Audition Season & The Oregon Trail

February 25, 2020

I finally finished reading A Beautiful Constraint, and this thought stuck out to me:


“The person most affected by [a] constraint will not always be the person best placed to see the possibility in it. Hence the importance of external groups…who aren’t directly impacted by the constraints themselves, and come with different skills, able to see the possibility as well as the constraint, even in some of the most challenging circumstances.”


Simply put: We’re not good at finding new paths and/or new possibilities when obstacles are in our own way. We must rely on others to help us see what we can’t.


Audition Season feels like The Oregon Trail. It’s the end of February: There are 41 miles to go before our next Trading Post, Sally just died of Cholera, and we’re running low on Bison meat. If we can only see the despair and the doom, we will surely die before we get there. And, if we can choose to see that we have ONLY 41 miles to go, Sally is now resting in peace, AND we still have 288 lbs of meat, we can confidently ration supplies to get as many members of our Pioneer Party there on time and in one piece.
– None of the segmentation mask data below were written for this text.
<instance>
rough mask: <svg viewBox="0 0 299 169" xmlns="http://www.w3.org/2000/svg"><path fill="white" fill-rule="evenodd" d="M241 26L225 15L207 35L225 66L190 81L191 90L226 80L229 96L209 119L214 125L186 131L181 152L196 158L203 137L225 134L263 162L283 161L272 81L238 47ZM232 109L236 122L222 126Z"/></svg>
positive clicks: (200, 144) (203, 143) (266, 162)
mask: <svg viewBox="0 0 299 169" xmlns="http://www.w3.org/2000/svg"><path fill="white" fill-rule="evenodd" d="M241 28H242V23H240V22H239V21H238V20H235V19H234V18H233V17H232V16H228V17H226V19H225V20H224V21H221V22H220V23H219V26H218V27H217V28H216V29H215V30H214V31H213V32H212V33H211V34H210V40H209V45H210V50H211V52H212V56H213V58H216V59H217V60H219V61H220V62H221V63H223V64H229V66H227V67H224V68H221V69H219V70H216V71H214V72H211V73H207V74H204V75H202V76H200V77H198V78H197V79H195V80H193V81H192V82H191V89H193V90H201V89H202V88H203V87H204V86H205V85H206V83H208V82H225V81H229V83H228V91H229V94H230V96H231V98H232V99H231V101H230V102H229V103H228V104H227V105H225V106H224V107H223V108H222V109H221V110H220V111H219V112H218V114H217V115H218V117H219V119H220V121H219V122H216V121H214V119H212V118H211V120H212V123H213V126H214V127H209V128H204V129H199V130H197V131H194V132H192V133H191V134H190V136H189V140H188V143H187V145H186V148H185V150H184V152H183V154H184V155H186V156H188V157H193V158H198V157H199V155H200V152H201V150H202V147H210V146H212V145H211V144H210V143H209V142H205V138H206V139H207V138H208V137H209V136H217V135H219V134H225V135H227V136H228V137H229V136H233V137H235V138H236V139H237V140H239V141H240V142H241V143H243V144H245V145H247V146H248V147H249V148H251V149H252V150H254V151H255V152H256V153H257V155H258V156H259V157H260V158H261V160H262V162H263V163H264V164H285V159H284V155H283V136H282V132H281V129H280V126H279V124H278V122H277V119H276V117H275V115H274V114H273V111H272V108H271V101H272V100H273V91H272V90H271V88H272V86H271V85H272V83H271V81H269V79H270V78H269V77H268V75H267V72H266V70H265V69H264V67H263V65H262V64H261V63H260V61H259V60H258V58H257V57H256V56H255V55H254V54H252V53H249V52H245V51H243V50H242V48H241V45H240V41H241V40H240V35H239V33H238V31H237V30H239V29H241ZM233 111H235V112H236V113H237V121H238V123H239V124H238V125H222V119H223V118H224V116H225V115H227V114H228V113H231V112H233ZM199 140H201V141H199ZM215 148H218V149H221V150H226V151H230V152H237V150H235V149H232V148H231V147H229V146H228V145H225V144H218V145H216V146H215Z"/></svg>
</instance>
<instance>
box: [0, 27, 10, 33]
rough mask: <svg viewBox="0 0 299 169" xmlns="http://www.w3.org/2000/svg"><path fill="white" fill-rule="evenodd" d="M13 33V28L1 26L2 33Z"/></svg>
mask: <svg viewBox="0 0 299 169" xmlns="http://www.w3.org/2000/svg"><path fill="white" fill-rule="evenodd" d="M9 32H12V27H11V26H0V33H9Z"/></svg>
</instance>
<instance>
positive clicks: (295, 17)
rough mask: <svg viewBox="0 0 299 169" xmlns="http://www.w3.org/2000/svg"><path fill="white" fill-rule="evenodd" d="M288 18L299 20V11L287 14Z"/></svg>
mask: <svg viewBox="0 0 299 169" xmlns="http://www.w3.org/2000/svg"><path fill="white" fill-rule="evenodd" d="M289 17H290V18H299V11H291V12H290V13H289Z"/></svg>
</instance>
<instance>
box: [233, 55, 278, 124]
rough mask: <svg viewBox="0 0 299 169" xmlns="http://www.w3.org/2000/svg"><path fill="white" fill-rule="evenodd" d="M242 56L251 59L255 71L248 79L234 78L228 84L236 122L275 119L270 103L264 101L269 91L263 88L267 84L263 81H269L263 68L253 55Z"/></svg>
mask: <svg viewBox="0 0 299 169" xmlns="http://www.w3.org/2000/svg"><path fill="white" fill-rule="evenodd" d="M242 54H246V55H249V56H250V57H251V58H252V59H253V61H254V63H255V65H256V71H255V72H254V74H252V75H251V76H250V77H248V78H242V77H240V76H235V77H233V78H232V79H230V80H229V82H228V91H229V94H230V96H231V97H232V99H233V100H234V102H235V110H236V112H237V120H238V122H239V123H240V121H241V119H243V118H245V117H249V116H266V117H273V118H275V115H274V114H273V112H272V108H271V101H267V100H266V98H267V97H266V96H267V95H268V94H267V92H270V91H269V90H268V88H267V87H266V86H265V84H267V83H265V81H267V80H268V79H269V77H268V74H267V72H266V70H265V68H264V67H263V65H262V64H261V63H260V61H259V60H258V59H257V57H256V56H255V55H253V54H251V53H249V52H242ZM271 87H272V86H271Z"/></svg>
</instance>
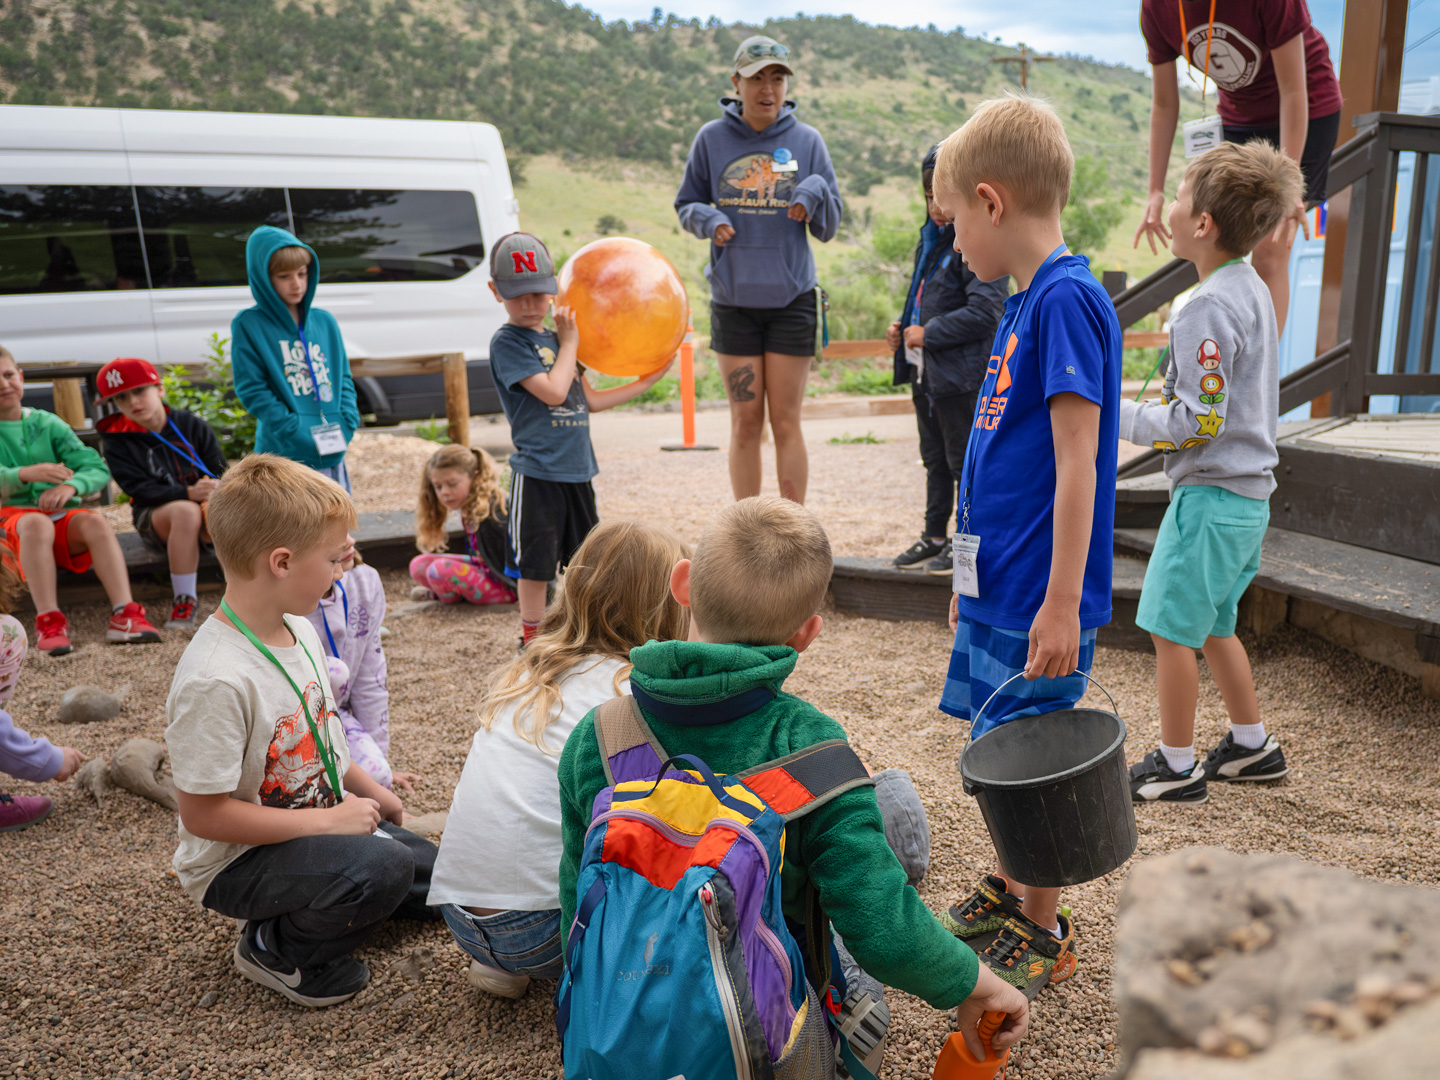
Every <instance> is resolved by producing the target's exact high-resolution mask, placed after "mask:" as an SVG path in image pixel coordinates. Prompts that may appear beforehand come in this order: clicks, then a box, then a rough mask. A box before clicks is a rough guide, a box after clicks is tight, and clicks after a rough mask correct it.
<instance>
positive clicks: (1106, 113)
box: [0, 0, 1149, 199]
If it currently “looks like doom” AKA “you can’t get seen for anything”, “no one is taking your submission or spruiking emails seriously”, “success only looks like getting cast in a new play in New York City on an equity contract”, or “your audition book is far behind where it should be”, consider reframing the situation. Consider looking for the possibility and concentrating on the hope. Turning “you can’t get seen” into spending the time you’re spending waiting in The Actor’s Lounge drafting emails to casting, artistic directors, creative team members, etc. asking for appointments. Turning “no one is taking your emails seriously” into following up and into writing more empathetic emails (shorter, clearer, and more direct). Turning your attachment to a specific idea of success into an expanding and building the idea with the many ways, seasons, and things that can make us feel successful. Turning feeling “far behind” into acknowledging “where you are at the present moment”. Turning agonizing about the past into accepting the present and strategizing toward the future.


And if it still feels daunting, look inside your covered wagon and ask recovering-from-a-snakebite Jim if he can see another route that you can’t see. Before your wagon tips over, ask your Party for assistance. And if you’re the only passenger left, send off an SOS snare to me or to any of your other champions!


If you look for the clouds, you’ll find the clouds. And if you look for the sky of blue, you’ll be able to see the blue, even if it’s currently hiding behind the clouds.


Forge ahead, weary traveler. You got this.